Para Ortega y Gasset a ideia de cultura que a universidade deveria dar aos seus alunos era muito abrangente e nela incluía ─ além das ideias da história, filosofia e da ciência da vida ─ as ideias da física:
A física e o seu modo mental de ser e de ver é uma das grandes rodas íntimas da alma humana contemporânea […]. Um homem pode ignorá-la […] quando esse homem é um humilde pastor nos vales serranos, ou um labrouste adstrito à gleba, ou um operário manual escravizado pela máquina. Se se trata, porém, de um senhor que se diz médico, ou magistrado, ou general, ou filólogo, ou bispo ─ isto é, que pertence à classe dirigente da sociedade ─ ,se tal senhor ignora o que é hoje o universo físico para o homem europeu, teremos que o considerar como um perfeito bárbaro, por muito que saiba das suas leis, ocupações, ou santos padres […]. Quem não possuir a ideia física (não a ciência física mesma, mas sim a ideia vital do mundo que ela criou) […] não é um homem culto […]. É inverosímil que um homem possa ser de facto, nessas condições, um bom médico, ou um bom juiz, ou um bom técnico.
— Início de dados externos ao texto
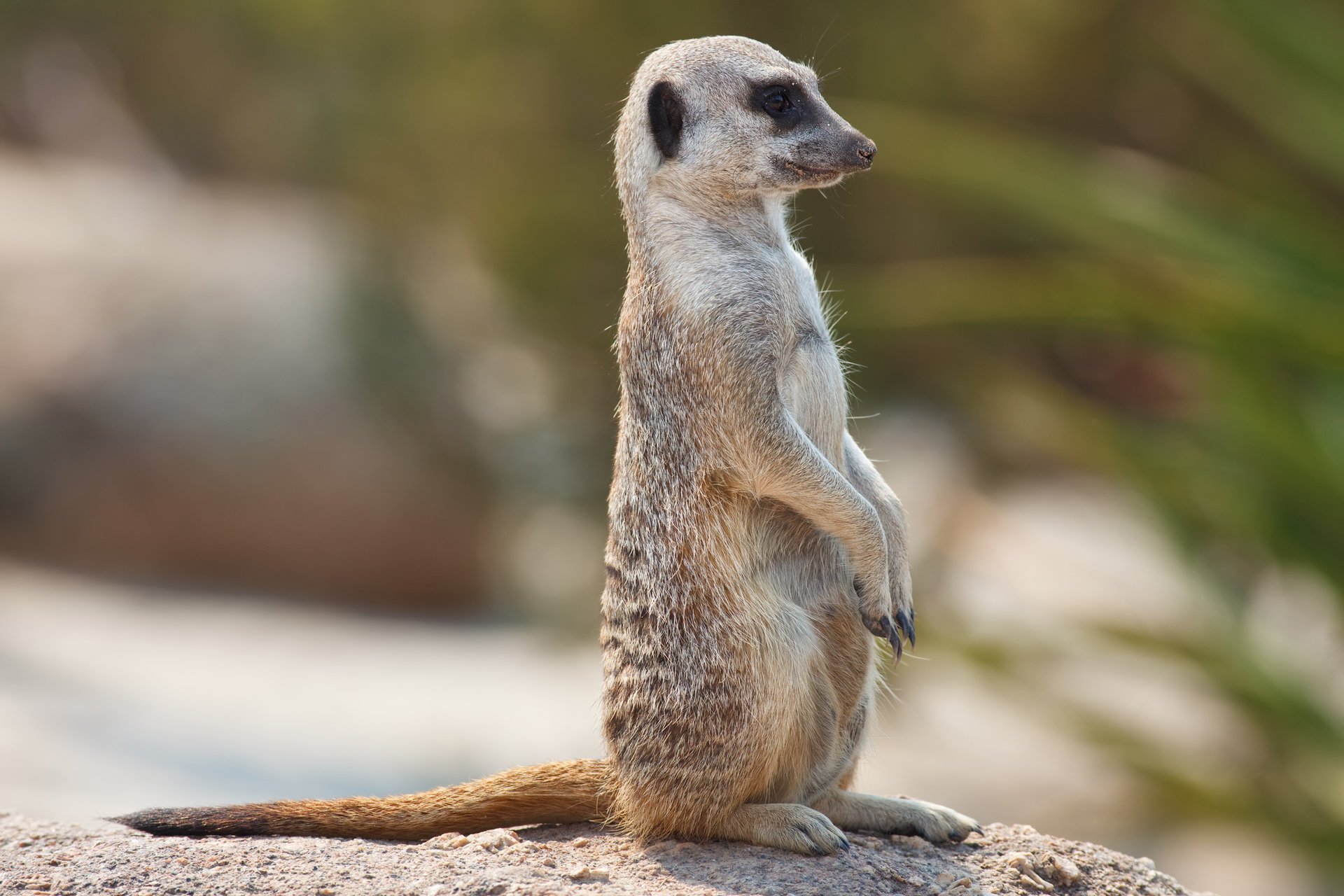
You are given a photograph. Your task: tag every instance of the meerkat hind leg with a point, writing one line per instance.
(790, 827)
(895, 816)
Ortega y Gasset não aborda o problema que hoje tanto preocupa os nossos governantes: o financiamento do ensino superior. Apesar desta falha lamentável do pensador, não deveriam os nossos reformadores ler com alguma atenção as ideias que ele exprimiu e que Sant’Anna Dionísio entendeu transladar para português? Afinal a Universidade europeia é uma instituição com mais de oitocentos anos… e só passaram oitenta desde que foram tão claramente expressas as ideias de um vizinho espanhol que conhecia razoavelmente bem o nosso país.